PipeOcr

The PipeOcr operator performs Optical Character Recognition (OCR) on images and PDF documents. It extracts text, embedded images, and provides full-page renderings.

How it works

PipeOcr takes a single input, which must be either an Image or a Pdf. It processes the document page by page and produces a list of PageContent objects. Each PageContent object encapsulates all the information extracted from a single page.

The output is always a list, even if the input is a single image (in which case the list will contain just one item).

The `PageContent` Structure

The PageContent object has the following structure:

text_and_images: Contains the main extracted content.
- text: The recognized text from the page as a TextContent.
- images: A list of any images found embedded within the page.
page_view: An ImageContent object representing a full visual rendering of the page.

Configuration

PipeOcr is configured in your pipeline's .toml file.

TOML Parameters

Parameter	Type	Description	Required
`PipeOcr`	string	A descriptive name for the OCR operation.	Yes
`inputs`	Fixed	The input for the PipeOcr is the key `ocr_input` and the value is either of concept `Image` or `Pdf`.	Yes
`output`	string	The output concept produced by the OCR operation.	Yes
`should_include_images`	boolean	If `true`, any images found within the document pages will be extracted and included in the output. Defaults to `false`.	No
`should_include_page_views`	boolean	If `true`, a high-fidelity image of each page will be included in the `page_view` field. Defaults to `false`.	No
`page_views_dpi`	integer	The resolution (in Dots Per Inch) for the generated page views when processing a PDF. Defaults to `150`.	No
`should_caption_images`	boolean	If `true`, the OCR service may attempt to generate captions for the images found. Note: This feature depends on the OCR provider.	No

Example: Processing a PDF

This example defines a pipe that takes a PDF, extracts text and full-page images, and outputs them as a list of pages.

[concept]
ScannedDocument = "A document that has been scanned as a PDF"
ExtractedPages = "A list of pages extracted from a document by OCR"
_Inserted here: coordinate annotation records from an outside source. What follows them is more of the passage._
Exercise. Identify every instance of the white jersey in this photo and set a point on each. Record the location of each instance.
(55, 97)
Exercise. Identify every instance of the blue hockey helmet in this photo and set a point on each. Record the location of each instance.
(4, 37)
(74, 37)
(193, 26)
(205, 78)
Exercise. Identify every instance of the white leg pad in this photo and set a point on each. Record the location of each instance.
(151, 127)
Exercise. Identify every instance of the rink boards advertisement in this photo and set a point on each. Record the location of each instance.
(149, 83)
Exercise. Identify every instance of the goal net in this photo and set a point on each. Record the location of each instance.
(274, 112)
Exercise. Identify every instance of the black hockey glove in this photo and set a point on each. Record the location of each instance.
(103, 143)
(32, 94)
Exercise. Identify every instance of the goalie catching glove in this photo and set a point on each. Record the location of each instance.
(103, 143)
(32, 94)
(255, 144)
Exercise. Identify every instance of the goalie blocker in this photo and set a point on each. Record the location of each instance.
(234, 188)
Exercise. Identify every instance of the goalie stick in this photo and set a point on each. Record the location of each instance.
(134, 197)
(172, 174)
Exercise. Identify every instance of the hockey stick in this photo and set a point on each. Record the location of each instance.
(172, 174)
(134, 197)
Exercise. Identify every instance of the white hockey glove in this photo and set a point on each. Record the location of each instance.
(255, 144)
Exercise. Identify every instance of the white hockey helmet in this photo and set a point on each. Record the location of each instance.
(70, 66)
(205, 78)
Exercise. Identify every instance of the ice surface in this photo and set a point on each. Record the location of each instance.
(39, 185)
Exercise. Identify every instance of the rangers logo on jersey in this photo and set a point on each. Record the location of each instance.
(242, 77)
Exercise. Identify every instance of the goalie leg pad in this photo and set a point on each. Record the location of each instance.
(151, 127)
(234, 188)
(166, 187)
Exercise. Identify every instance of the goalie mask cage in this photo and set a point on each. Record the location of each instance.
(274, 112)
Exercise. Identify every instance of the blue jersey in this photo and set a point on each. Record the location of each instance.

[pipe.extract_text_from_document]
PipeOcr = "Extract text from a scanned document"
inputs = { ocr_input = "ScannedDocument" }
output = "ExtractedText"
should_include_page_views = true
page_views_dpi = 200

To use this pipe, you would first need to load a PDF into the ScannedDocument concept. After the pipe runs, the ExtractedPages concept will contain a list of PageContent objects, where each object has the extracted text and a 200 DPI image of the corresponding page.